In the first version I was putting my trust in the Pandoc implementation. So I looked over html5lib project and revised my white lists accordingly. I still haven’t fully implemented everything from html5lib- it filters css with regular expressions- something I was not comfortable with porting until carefully studying. It also has a few more special cases that I haven’t bothered with yet.

The Result

A library, xss-sanitize, with one function, sanitizeXSS that sanitizes html. The most powerful way to leverage this is to filter any trusted html immediately upon receiving it (instead of waiting until right before it will be displayed in a web page).
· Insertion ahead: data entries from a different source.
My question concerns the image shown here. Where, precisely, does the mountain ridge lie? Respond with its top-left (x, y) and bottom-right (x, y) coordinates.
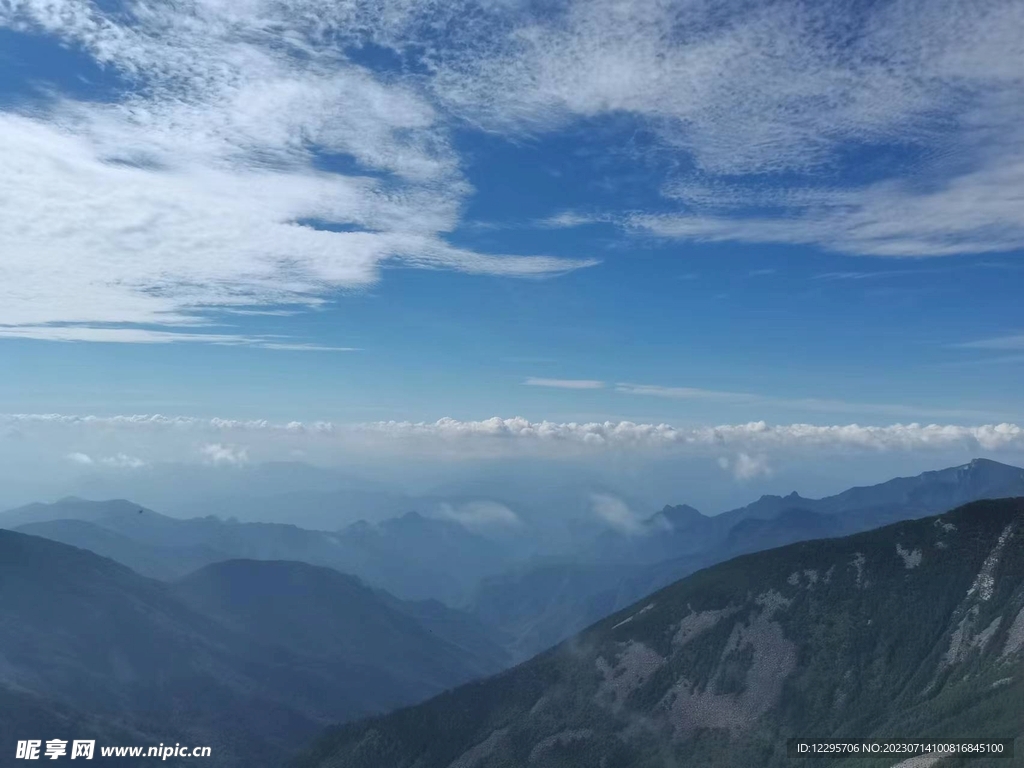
top-left (295, 498), bottom-right (1024, 768)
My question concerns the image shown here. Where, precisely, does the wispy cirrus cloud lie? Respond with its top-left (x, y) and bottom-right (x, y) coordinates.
top-left (523, 376), bottom-right (605, 389)
top-left (0, 0), bottom-right (593, 348)
top-left (615, 383), bottom-right (1006, 419)
top-left (456, 0), bottom-right (1024, 257)
top-left (956, 334), bottom-right (1024, 349)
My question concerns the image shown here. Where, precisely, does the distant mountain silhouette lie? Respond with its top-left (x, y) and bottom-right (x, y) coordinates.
top-left (0, 532), bottom-right (503, 767)
top-left (0, 498), bottom-right (513, 605)
top-left (473, 459), bottom-right (1024, 658)
top-left (295, 499), bottom-right (1024, 768)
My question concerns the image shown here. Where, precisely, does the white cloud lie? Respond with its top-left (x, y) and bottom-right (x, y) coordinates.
top-left (68, 452), bottom-right (148, 469)
top-left (523, 377), bottom-right (604, 389)
top-left (956, 334), bottom-right (1024, 349)
top-left (0, 0), bottom-right (593, 348)
top-left (718, 453), bottom-right (774, 480)
top-left (438, 501), bottom-right (522, 528)
top-left (9, 414), bottom-right (1024, 455)
top-left (433, 0), bottom-right (1024, 256)
top-left (590, 494), bottom-right (645, 536)
top-left (200, 442), bottom-right (249, 467)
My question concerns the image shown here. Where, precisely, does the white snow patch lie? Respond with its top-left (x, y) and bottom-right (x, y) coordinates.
top-left (672, 607), bottom-right (739, 647)
top-left (896, 544), bottom-right (924, 570)
top-left (967, 522), bottom-right (1014, 600)
top-left (999, 608), bottom-right (1024, 656)
top-left (611, 603), bottom-right (654, 630)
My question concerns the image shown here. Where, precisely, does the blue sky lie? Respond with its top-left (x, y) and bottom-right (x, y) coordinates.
top-left (0, 0), bottom-right (1024, 493)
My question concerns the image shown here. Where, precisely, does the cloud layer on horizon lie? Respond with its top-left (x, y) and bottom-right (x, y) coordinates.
top-left (0, 414), bottom-right (1024, 468)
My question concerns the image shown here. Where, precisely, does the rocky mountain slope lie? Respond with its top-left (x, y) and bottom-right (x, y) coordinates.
top-left (296, 499), bottom-right (1024, 768)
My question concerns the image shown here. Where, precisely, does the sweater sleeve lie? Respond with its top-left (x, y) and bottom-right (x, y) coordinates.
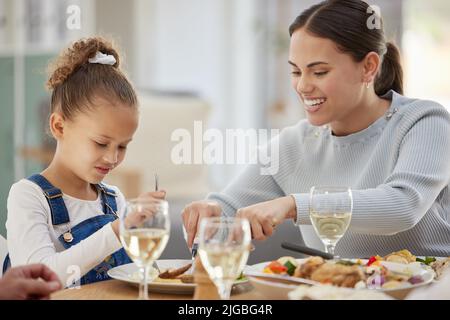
top-left (207, 132), bottom-right (285, 216)
top-left (6, 182), bottom-right (122, 286)
top-left (294, 107), bottom-right (450, 235)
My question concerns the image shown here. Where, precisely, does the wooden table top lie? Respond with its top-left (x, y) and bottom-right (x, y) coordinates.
top-left (51, 280), bottom-right (264, 300)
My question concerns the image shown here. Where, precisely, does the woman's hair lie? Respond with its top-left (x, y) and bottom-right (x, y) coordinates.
top-left (47, 37), bottom-right (138, 119)
top-left (289, 0), bottom-right (403, 96)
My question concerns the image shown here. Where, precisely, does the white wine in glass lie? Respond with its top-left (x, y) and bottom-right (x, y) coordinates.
top-left (198, 217), bottom-right (251, 300)
top-left (309, 187), bottom-right (353, 255)
top-left (120, 198), bottom-right (170, 300)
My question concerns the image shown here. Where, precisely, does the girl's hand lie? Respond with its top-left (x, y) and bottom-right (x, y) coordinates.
top-left (0, 264), bottom-right (62, 300)
top-left (236, 196), bottom-right (297, 240)
top-left (111, 190), bottom-right (166, 239)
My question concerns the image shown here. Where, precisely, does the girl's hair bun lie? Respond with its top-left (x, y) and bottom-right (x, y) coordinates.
top-left (47, 37), bottom-right (120, 90)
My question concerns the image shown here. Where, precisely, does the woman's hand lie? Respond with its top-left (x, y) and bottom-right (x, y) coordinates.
top-left (181, 200), bottom-right (222, 248)
top-left (0, 264), bottom-right (62, 300)
top-left (111, 190), bottom-right (166, 239)
top-left (236, 196), bottom-right (297, 240)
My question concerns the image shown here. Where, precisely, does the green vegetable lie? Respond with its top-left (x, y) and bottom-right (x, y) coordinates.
top-left (336, 260), bottom-right (356, 266)
top-left (416, 257), bottom-right (436, 266)
top-left (236, 272), bottom-right (247, 281)
top-left (284, 261), bottom-right (296, 276)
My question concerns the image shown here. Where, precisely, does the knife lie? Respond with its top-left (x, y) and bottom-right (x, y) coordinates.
top-left (281, 242), bottom-right (334, 260)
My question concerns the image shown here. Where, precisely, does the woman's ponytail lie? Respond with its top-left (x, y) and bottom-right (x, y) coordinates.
top-left (375, 42), bottom-right (403, 96)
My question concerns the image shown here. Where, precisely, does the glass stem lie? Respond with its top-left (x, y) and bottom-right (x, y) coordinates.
top-left (217, 281), bottom-right (233, 300)
top-left (139, 266), bottom-right (148, 300)
top-left (326, 244), bottom-right (335, 256)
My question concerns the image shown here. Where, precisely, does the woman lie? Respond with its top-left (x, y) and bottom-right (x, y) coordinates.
top-left (183, 0), bottom-right (450, 257)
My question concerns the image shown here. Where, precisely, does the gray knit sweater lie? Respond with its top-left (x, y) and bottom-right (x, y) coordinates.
top-left (208, 91), bottom-right (450, 257)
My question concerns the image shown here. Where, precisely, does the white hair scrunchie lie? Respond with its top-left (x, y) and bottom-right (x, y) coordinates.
top-left (88, 51), bottom-right (117, 66)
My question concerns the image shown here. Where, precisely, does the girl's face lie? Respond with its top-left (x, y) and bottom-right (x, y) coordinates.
top-left (289, 28), bottom-right (365, 126)
top-left (57, 98), bottom-right (138, 184)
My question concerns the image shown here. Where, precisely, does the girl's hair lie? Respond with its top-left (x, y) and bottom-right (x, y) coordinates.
top-left (47, 37), bottom-right (138, 119)
top-left (289, 0), bottom-right (403, 96)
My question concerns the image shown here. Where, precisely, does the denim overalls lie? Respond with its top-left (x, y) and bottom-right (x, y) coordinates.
top-left (3, 174), bottom-right (132, 285)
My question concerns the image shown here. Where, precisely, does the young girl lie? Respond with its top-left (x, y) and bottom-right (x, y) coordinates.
top-left (183, 0), bottom-right (450, 257)
top-left (6, 38), bottom-right (164, 285)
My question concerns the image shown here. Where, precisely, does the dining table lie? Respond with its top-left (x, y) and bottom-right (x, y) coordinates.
top-left (51, 279), bottom-right (265, 300)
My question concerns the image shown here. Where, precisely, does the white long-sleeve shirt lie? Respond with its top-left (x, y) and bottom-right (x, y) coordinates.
top-left (208, 91), bottom-right (450, 257)
top-left (6, 179), bottom-right (125, 286)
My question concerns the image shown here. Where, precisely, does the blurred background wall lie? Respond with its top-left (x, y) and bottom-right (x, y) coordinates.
top-left (0, 0), bottom-right (450, 255)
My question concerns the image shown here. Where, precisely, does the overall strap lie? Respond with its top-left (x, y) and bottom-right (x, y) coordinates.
top-left (27, 174), bottom-right (70, 225)
top-left (97, 183), bottom-right (117, 216)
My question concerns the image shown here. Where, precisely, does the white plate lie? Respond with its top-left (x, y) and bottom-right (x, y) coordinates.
top-left (244, 259), bottom-right (434, 299)
top-left (108, 259), bottom-right (195, 294)
top-left (108, 259), bottom-right (248, 294)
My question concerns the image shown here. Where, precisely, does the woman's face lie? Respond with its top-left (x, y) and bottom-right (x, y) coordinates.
top-left (289, 28), bottom-right (365, 126)
top-left (58, 98), bottom-right (138, 184)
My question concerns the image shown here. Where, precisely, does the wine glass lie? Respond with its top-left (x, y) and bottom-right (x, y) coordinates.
top-left (309, 187), bottom-right (353, 258)
top-left (198, 217), bottom-right (251, 300)
top-left (119, 198), bottom-right (170, 300)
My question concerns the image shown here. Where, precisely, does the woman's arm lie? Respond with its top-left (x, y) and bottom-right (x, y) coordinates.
top-left (293, 108), bottom-right (450, 235)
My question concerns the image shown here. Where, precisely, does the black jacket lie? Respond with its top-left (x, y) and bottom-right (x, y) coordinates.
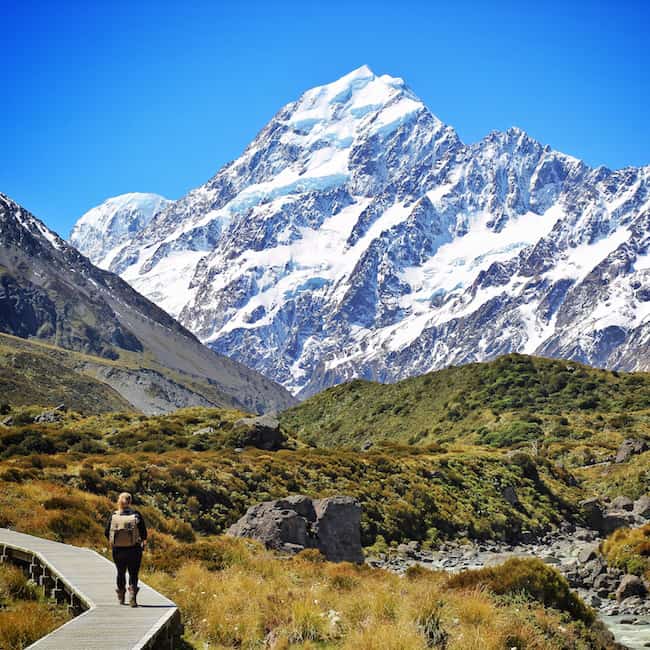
top-left (104, 508), bottom-right (147, 541)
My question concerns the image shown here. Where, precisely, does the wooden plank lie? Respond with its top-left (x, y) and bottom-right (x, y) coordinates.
top-left (0, 528), bottom-right (181, 650)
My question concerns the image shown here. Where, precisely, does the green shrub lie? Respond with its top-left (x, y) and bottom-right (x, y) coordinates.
top-left (448, 558), bottom-right (594, 625)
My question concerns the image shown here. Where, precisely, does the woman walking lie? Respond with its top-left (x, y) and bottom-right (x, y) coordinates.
top-left (104, 492), bottom-right (147, 607)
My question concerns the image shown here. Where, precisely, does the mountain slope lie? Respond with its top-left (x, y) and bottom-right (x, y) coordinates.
top-left (70, 192), bottom-right (172, 269)
top-left (0, 194), bottom-right (293, 411)
top-left (69, 66), bottom-right (650, 395)
top-left (281, 354), bottom-right (650, 450)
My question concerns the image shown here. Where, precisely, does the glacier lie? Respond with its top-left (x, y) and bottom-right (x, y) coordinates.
top-left (71, 66), bottom-right (650, 396)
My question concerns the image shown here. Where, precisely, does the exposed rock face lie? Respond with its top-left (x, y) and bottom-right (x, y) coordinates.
top-left (235, 415), bottom-right (284, 451)
top-left (616, 574), bottom-right (647, 602)
top-left (68, 67), bottom-right (650, 396)
top-left (580, 496), bottom-right (650, 535)
top-left (616, 438), bottom-right (648, 463)
top-left (227, 495), bottom-right (363, 563)
top-left (611, 496), bottom-right (634, 512)
top-left (0, 193), bottom-right (295, 413)
top-left (633, 494), bottom-right (650, 519)
top-left (580, 499), bottom-right (603, 530)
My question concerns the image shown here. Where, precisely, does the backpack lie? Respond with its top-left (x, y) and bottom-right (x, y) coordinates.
top-left (110, 511), bottom-right (141, 547)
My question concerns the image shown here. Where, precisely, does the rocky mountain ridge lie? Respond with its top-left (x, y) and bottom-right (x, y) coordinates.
top-left (0, 194), bottom-right (294, 412)
top-left (69, 66), bottom-right (650, 396)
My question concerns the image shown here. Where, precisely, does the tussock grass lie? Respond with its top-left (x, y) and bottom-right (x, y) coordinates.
top-left (146, 540), bottom-right (613, 650)
top-left (0, 564), bottom-right (70, 650)
top-left (602, 524), bottom-right (650, 580)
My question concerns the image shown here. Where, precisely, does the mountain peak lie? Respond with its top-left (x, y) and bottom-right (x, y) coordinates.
top-left (70, 192), bottom-right (171, 268)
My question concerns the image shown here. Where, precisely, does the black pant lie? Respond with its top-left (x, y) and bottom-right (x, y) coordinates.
top-left (113, 546), bottom-right (142, 590)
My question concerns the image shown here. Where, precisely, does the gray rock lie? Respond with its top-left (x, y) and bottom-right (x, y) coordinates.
top-left (615, 438), bottom-right (648, 463)
top-left (601, 510), bottom-right (635, 535)
top-left (314, 496), bottom-right (363, 564)
top-left (632, 494), bottom-right (650, 519)
top-left (580, 499), bottom-right (603, 531)
top-left (610, 496), bottom-right (634, 512)
top-left (34, 404), bottom-right (65, 424)
top-left (578, 542), bottom-right (599, 564)
top-left (501, 485), bottom-right (519, 506)
top-left (227, 495), bottom-right (363, 563)
top-left (192, 427), bottom-right (215, 436)
top-left (616, 574), bottom-right (647, 603)
top-left (234, 415), bottom-right (284, 451)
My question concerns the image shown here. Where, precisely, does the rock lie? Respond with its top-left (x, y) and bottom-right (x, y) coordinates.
top-left (34, 404), bottom-right (65, 424)
top-left (615, 438), bottom-right (648, 463)
top-left (314, 496), bottom-right (363, 564)
top-left (610, 497), bottom-right (634, 512)
top-left (578, 542), bottom-right (599, 564)
top-left (580, 499), bottom-right (603, 531)
top-left (578, 557), bottom-right (605, 586)
top-left (192, 427), bottom-right (215, 436)
top-left (632, 494), bottom-right (650, 519)
top-left (501, 485), bottom-right (519, 506)
top-left (234, 415), bottom-right (285, 451)
top-left (227, 495), bottom-right (363, 563)
top-left (600, 510), bottom-right (635, 535)
top-left (616, 574), bottom-right (647, 603)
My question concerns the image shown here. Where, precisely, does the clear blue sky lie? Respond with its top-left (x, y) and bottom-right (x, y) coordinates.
top-left (0, 0), bottom-right (650, 235)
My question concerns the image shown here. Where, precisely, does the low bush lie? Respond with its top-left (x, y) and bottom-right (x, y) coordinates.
top-left (448, 558), bottom-right (594, 625)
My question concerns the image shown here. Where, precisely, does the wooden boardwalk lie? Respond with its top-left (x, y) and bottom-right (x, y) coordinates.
top-left (0, 528), bottom-right (182, 650)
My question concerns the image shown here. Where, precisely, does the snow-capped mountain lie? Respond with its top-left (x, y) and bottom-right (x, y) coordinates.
top-left (70, 192), bottom-right (172, 269)
top-left (69, 66), bottom-right (650, 395)
top-left (0, 193), bottom-right (295, 412)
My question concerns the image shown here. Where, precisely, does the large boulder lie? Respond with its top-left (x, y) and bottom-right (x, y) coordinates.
top-left (234, 415), bottom-right (285, 451)
top-left (600, 510), bottom-right (636, 535)
top-left (580, 499), bottom-right (603, 531)
top-left (610, 496), bottom-right (634, 512)
top-left (616, 574), bottom-right (647, 603)
top-left (227, 495), bottom-right (363, 563)
top-left (314, 496), bottom-right (363, 563)
top-left (633, 494), bottom-right (650, 519)
top-left (616, 438), bottom-right (648, 463)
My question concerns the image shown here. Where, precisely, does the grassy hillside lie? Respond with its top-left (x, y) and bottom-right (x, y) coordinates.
top-left (0, 334), bottom-right (266, 413)
top-left (0, 335), bottom-right (132, 413)
top-left (282, 354), bottom-right (650, 448)
top-left (0, 408), bottom-right (582, 544)
top-left (0, 564), bottom-right (70, 650)
top-left (0, 458), bottom-right (616, 650)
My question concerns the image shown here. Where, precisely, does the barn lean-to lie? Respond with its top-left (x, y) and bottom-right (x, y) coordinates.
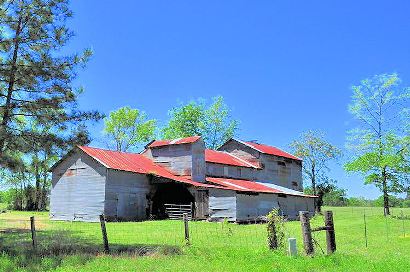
top-left (50, 136), bottom-right (315, 222)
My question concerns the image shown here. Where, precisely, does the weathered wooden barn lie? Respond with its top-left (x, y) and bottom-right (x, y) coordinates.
top-left (50, 136), bottom-right (315, 222)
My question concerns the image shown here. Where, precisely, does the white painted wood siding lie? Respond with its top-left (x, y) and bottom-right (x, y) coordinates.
top-left (50, 151), bottom-right (106, 221)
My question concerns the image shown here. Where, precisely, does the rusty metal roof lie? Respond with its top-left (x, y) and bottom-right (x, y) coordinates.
top-left (205, 149), bottom-right (259, 168)
top-left (148, 136), bottom-right (201, 148)
top-left (236, 140), bottom-right (302, 161)
top-left (78, 146), bottom-right (212, 187)
top-left (206, 177), bottom-right (317, 198)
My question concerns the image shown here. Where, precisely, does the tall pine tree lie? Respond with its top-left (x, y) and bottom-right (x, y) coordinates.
top-left (0, 0), bottom-right (101, 169)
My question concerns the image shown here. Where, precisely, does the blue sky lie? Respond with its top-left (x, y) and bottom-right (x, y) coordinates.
top-left (68, 0), bottom-right (410, 198)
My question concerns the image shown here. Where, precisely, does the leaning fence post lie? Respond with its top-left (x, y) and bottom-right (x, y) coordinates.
top-left (299, 211), bottom-right (314, 255)
top-left (100, 215), bottom-right (110, 254)
top-left (183, 213), bottom-right (189, 245)
top-left (267, 213), bottom-right (279, 250)
top-left (325, 211), bottom-right (336, 254)
top-left (288, 238), bottom-right (298, 257)
top-left (30, 216), bottom-right (37, 250)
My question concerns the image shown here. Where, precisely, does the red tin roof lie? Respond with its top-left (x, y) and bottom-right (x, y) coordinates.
top-left (78, 146), bottom-right (212, 187)
top-left (205, 149), bottom-right (259, 168)
top-left (148, 136), bottom-right (201, 148)
top-left (242, 142), bottom-right (302, 161)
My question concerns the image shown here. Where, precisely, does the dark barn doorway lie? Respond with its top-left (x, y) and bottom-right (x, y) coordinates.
top-left (152, 183), bottom-right (195, 219)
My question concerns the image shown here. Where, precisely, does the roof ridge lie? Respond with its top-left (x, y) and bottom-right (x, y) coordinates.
top-left (77, 145), bottom-right (141, 155)
top-left (221, 151), bottom-right (260, 168)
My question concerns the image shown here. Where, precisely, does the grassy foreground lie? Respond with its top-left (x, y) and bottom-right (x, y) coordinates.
top-left (0, 207), bottom-right (410, 272)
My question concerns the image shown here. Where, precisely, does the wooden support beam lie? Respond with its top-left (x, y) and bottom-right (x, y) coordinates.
top-left (325, 211), bottom-right (336, 254)
top-left (299, 211), bottom-right (314, 255)
top-left (100, 215), bottom-right (110, 254)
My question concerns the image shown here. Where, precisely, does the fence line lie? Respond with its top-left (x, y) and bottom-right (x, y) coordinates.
top-left (0, 207), bottom-right (410, 255)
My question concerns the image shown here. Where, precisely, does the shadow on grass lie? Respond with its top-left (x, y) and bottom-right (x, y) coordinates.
top-left (0, 229), bottom-right (182, 271)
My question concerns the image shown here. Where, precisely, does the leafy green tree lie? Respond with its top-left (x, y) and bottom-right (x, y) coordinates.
top-left (345, 74), bottom-right (410, 215)
top-left (103, 107), bottom-right (156, 152)
top-left (290, 131), bottom-right (341, 212)
top-left (0, 0), bottom-right (101, 168)
top-left (163, 96), bottom-right (238, 149)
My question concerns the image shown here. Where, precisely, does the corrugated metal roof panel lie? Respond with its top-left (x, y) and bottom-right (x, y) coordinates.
top-left (205, 149), bottom-right (259, 168)
top-left (78, 146), bottom-right (212, 187)
top-left (148, 136), bottom-right (201, 148)
top-left (242, 142), bottom-right (302, 161)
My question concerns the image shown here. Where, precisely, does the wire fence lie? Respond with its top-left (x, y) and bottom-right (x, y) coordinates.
top-left (0, 207), bottom-right (410, 256)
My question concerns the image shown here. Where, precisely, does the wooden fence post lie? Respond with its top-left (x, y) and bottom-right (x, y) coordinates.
top-left (325, 211), bottom-right (336, 254)
top-left (268, 217), bottom-right (279, 250)
top-left (183, 213), bottom-right (190, 245)
top-left (288, 238), bottom-right (298, 257)
top-left (30, 216), bottom-right (37, 250)
top-left (100, 215), bottom-right (110, 254)
top-left (299, 211), bottom-right (314, 255)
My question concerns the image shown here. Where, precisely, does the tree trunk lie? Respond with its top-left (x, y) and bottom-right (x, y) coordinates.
top-left (312, 165), bottom-right (320, 213)
top-left (0, 15), bottom-right (22, 158)
top-left (34, 165), bottom-right (41, 211)
top-left (382, 168), bottom-right (390, 216)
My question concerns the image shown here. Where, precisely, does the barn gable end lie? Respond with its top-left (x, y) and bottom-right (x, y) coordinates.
top-left (50, 150), bottom-right (107, 221)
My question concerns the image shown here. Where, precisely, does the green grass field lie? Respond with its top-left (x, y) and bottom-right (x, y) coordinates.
top-left (0, 207), bottom-right (410, 272)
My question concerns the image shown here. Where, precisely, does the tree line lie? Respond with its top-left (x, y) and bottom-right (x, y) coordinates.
top-left (0, 0), bottom-right (410, 215)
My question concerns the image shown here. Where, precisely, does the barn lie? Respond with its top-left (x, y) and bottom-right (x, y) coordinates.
top-left (50, 136), bottom-right (315, 222)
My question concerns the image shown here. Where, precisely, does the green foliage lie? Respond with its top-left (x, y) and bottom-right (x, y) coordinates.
top-left (104, 107), bottom-right (156, 151)
top-left (0, 0), bottom-right (101, 169)
top-left (347, 197), bottom-right (374, 207)
top-left (0, 207), bottom-right (410, 272)
top-left (162, 96), bottom-right (238, 149)
top-left (290, 131), bottom-right (341, 212)
top-left (345, 74), bottom-right (410, 214)
top-left (266, 209), bottom-right (286, 249)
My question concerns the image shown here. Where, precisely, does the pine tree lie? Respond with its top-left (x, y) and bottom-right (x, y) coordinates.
top-left (0, 0), bottom-right (101, 169)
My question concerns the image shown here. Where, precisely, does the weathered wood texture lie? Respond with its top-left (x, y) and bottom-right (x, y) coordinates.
top-left (236, 193), bottom-right (279, 221)
top-left (50, 151), bottom-right (106, 222)
top-left (206, 162), bottom-right (258, 180)
top-left (144, 139), bottom-right (205, 182)
top-left (164, 203), bottom-right (193, 220)
top-left (104, 169), bottom-right (150, 221)
top-left (299, 212), bottom-right (314, 255)
top-left (100, 215), bottom-right (110, 254)
top-left (189, 187), bottom-right (209, 219)
top-left (219, 140), bottom-right (303, 191)
top-left (209, 189), bottom-right (236, 222)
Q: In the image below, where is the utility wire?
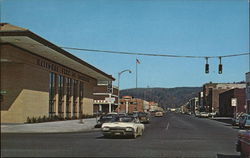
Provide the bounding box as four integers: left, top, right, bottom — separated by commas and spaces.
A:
8, 42, 250, 59
61, 47, 250, 58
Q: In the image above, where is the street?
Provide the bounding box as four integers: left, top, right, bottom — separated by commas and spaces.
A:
1, 113, 239, 158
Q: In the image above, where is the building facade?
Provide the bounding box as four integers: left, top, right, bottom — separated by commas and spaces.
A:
203, 83, 246, 114
219, 88, 246, 117
0, 23, 114, 123
246, 72, 250, 114
94, 82, 118, 113
119, 96, 144, 113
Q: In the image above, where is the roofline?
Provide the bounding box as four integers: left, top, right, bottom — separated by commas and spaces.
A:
0, 30, 115, 81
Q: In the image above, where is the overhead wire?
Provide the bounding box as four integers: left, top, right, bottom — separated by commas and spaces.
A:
10, 42, 250, 59
61, 47, 250, 59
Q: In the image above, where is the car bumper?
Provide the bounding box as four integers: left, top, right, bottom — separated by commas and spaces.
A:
102, 130, 134, 136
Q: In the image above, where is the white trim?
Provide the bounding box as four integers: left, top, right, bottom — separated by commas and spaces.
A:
93, 93, 118, 97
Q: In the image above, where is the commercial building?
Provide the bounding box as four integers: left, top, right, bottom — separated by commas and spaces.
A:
219, 88, 246, 117
198, 92, 205, 112
0, 23, 114, 123
94, 82, 118, 113
246, 72, 250, 114
203, 83, 246, 113
189, 97, 199, 114
118, 96, 144, 113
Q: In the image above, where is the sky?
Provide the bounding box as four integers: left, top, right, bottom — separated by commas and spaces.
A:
0, 0, 250, 89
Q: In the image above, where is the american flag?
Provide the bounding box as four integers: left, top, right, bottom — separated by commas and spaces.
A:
136, 59, 140, 64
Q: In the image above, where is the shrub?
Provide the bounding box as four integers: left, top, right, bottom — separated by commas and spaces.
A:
26, 117, 31, 123
31, 117, 37, 123
37, 116, 42, 123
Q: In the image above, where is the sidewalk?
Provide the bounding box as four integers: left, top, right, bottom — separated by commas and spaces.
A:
1, 118, 98, 133
211, 117, 232, 125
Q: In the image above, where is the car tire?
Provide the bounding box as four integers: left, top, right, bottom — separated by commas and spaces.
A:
133, 129, 138, 139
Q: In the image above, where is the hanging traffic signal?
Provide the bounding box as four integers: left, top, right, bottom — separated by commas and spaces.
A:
218, 57, 222, 74
205, 57, 209, 74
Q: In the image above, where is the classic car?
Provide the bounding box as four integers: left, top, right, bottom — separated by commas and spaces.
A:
236, 130, 250, 158
95, 113, 118, 128
138, 112, 150, 123
102, 116, 145, 138
243, 114, 250, 128
155, 111, 163, 117
200, 112, 209, 118
239, 113, 248, 129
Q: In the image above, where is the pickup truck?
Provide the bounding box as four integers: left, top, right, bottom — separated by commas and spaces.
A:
236, 130, 250, 158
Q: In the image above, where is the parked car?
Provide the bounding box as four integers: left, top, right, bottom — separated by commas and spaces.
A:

In the Yesod framework the data for an HTML data type will automatically be sanitized when it is read from form data. XSS attacks have been banished from Yesod. In addition, I am going over ways to prevent other possible attack vectors in Yesod with Michael, and he seems committed to this effort.

So lets banish XSS attacks from all Haskell web frameworks and applications- there is little stopping anyone from inserting this 1 function in their framework. And lets continue these efforts- using a safe language to build applications that users can rely upon to be secure.